Tags tokens with Universal Dependencies POS tags based on:

  • Lexical lookup (closed-class words)
  • Morphological patterns (suffixes)
  • Context-based disambiguation

This is a simple rule-based tagger. For better accuracy, consider using statistical models or neural networks in the future.

Examples

iex> alias Nasty.Language.English.{Tokenizer, POSTagger}
iex> {:ok, tokens} = Tokenizer.tokenize("the")
iex> {:ok, tagged} = POSTagger.tag_pos(tokens)
iex> hd(tagged).pos_tag
:det

Summary

Functions

Tags a list of tokens with POS tags.

Ensemble POS tagging combining rule-based and HMM.

HMM-based POS tagging.

Neural POS tagging using BiLSTM-CRF.

Neural ensemble POS tagging combining neural, HMM, and rule-based models.

Rule-based POS tagging (original implementation).

Transformer-based POS tagging using pre-trained models.

Functions

tag_pos(tokens, opts \\ [])

@spec tag_pos(
  [Nasty.AST.Token.t()],
  keyword()
) :: {:ok, [Nasty.AST.Token.t()]}

Tags a list of tokens with POS tags.

Uses:

  1. Lexical lookup for known words (determiners, pronouns, etc.)
  2. Morphological patterns (suffixes for verbs, nouns, adjectives)
  3. Context rules (e.g., word after determiner is likely a noun)
  4. Statistical models (HMM)
  5. Neural models (BiLSTM-CRF)

Parameters

  • tokens - List of Token structs (from tokenizer)
  • opts - Options
    • :model - Model type: :rule_based (default), :hmm, :neural, :ensemble, :neural_ensemble, :transformer, or specific transformer model name (e.g., :roberta_base)
    • :hmm_model - Trained HMM model (optional)
    • :neural_model - Trained neural model (optional)

Returns

  • {:ok, tokens} - Tokens with updated pos_tag field

tag_pos_ensemble(tokens, opts)

Ensemble POS tagging combining rule-based and HMM.

Uses HMM predictions but falls back to rule-based for punctuation and other deterministic cases.

tag_pos_hmm(tokens, opts)

HMM-based POS tagging.

If no model is provided via :hmm_model option, attempts to load the latest English POS tagging model from the registry.

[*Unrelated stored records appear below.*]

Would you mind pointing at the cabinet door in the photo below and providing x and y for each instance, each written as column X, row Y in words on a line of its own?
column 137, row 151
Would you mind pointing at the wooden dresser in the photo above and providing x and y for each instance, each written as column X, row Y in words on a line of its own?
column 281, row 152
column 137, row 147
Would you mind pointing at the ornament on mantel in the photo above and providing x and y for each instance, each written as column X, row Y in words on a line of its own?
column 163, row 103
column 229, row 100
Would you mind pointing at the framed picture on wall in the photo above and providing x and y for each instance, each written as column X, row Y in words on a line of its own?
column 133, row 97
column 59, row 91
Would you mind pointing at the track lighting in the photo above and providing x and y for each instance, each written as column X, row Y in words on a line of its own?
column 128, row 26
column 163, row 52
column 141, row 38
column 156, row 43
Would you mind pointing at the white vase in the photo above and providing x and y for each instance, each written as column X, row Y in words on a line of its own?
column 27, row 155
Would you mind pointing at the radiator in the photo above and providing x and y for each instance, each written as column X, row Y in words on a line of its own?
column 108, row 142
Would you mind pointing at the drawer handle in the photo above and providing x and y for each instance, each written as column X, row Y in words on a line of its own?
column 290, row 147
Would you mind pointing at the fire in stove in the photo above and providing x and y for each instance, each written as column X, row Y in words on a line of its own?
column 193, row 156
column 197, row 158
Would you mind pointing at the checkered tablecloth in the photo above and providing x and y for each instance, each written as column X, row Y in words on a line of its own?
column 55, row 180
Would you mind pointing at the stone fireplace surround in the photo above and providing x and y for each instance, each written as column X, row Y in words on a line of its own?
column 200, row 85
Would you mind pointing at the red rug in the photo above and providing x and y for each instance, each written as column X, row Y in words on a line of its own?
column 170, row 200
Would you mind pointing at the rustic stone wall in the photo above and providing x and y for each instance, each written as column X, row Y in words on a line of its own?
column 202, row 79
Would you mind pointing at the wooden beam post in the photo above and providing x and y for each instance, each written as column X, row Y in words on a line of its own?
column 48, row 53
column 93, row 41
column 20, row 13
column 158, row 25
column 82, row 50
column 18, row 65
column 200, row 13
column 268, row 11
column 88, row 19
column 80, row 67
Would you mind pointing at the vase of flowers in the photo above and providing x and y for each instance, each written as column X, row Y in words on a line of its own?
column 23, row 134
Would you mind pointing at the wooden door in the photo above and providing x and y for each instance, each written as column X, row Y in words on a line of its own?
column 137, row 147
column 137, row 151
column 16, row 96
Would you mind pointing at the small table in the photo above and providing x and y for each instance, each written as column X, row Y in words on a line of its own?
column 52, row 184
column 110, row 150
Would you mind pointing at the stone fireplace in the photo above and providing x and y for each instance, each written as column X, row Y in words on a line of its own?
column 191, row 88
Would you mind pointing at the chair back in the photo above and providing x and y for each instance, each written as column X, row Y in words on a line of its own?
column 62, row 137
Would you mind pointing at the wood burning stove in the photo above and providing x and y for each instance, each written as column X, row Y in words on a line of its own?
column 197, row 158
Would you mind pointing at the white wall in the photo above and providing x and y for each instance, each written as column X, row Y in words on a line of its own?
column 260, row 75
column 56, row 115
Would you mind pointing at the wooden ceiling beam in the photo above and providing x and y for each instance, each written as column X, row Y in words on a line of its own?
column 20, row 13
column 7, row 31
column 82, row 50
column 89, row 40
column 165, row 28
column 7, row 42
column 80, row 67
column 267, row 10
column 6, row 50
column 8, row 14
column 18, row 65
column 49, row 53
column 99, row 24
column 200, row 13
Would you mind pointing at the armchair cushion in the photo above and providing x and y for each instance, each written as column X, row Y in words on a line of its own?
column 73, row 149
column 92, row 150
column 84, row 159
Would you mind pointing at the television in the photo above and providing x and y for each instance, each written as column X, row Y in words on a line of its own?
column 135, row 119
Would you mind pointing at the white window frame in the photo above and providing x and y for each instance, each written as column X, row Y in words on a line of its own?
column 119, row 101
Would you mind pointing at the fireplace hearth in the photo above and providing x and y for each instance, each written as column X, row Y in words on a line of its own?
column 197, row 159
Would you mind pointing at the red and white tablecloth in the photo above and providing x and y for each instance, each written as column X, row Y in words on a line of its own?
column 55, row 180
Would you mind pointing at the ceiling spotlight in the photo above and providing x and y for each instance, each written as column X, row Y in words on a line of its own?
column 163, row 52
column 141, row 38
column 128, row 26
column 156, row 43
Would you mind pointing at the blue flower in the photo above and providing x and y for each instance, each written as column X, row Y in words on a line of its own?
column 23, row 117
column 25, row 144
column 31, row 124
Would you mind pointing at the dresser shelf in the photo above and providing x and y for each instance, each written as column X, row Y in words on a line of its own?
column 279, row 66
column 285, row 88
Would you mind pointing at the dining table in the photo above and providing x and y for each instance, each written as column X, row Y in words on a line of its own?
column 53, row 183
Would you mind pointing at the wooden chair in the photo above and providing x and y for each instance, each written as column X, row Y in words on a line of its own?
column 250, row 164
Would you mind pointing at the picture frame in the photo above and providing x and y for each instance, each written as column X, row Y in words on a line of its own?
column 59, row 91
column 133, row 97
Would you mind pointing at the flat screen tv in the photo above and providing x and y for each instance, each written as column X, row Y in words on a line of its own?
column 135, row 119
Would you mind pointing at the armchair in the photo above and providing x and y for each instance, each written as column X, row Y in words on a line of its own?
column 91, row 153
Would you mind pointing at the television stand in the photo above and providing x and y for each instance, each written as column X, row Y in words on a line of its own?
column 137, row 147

Falls back to rule-based tagging if no model is available.

tag_pos_neural(tokens, opts)

Neural POS tagging using BiLSTM-CRF.

If no model is provided via :neural_model option, attempts to load the latest neural POS tagging model from the registry. Falls back to HMM or rule-based tagging if no model is available.

tag_pos_neural_ensemble(tokens, opts)

Neural ensemble POS tagging combining neural, HMM, and rule-based models.

Uses neural predictions as primary, with fallback chain: neural -> HMM -> rule-based

Prefers rule-based for high-confidence cases like punctuation and numbers.

tag_pos_rule_based(tokens)

Rule-based POS tagging (original implementation).

tag_pos_transformer(tokens, opts)

Transformer-based POS tagging using pre-trained models.

Uses BERT, RoBERTa, or other transformer models for state-of-the-art accuracy (98-99%). Falls back to neural tagging if transformer fails.